COMMENT #9: One commenter recommended the department increase the proposed bundled rate for ASAM 3.1 parent/child facilities from the proposed rate of $210.13 to $330 per day. The commenter states that the increased rate would be needed to account for all costs of the service.
RESPONSE #9: The proposed bundled rates for ASAM 3.1 were developed by the contractor that performed the provider rate review for the department. The contractor reviewed the ASAM Criteria and considered several factors in the development of the rates including staff wages, administrative costs, and program support costs gathered through provider surveys; staff time needed to deliver the service, clinical supervision, productivity adjustment, and staff benefits/compensation. The methodology for development of the rates was designed to capture the components of care that contribute to the costs of providing this level of care.
COMMENT #10: One commenter asked that the department work with the provider to determine which services being provided to children of clients being treated in those ASAM 3.1 facilities can be billed through procedure codes outside the bundled rate.
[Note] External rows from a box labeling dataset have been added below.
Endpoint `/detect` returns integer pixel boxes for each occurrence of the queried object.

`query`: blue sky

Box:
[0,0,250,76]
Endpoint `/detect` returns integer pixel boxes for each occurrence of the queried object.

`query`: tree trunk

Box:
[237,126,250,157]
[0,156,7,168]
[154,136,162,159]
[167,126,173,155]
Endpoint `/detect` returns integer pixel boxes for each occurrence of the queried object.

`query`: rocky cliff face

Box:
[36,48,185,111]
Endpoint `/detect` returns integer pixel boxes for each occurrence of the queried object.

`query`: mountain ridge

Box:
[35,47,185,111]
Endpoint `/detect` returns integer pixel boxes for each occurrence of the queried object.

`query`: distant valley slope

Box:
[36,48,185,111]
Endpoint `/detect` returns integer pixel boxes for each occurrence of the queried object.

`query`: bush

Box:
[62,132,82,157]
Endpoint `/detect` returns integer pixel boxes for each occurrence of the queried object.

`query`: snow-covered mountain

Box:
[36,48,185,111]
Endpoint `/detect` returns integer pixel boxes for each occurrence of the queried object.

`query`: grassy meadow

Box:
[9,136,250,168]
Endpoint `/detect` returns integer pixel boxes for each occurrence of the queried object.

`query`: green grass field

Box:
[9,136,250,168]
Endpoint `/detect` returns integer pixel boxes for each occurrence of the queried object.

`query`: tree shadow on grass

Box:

RESPONSE #10: The bundled rate for ASAM 3.1 is based on provision of services to the client admitted to that level of care, which would be the parent. Medically necessary services provided to the children in accordance with the child's individualized treatment plan would not be included in the bundled rate.
COMMENT #11: One commenter indicated that the proposed reimbursement rate for ASAM 3.1 is not sufficient to cover room and board for that service. They stated that a couple of options have been discussed internally, such as charging rent to ASAM 3.1 clients and the use of TANF funds, but they do not want to require either from clients receiving treatment in the facility. The commenter suggested the department re-implement the Second Chance Home TANF set aside to help cover room and board costs.
RESPONSE #11: The department acknowledges the comment. However, TANF and Second Chance Homes are outside the scope of this rulemaking.
/s/ BRENDA K. ELIAS /s/ CHARLES T. BRERETON
Brenda K. Elias Charles T. Brereton, Director
Rule Reviewer Department of Public Health and Human Services
Certified to the Secretary of State September 13, 2022.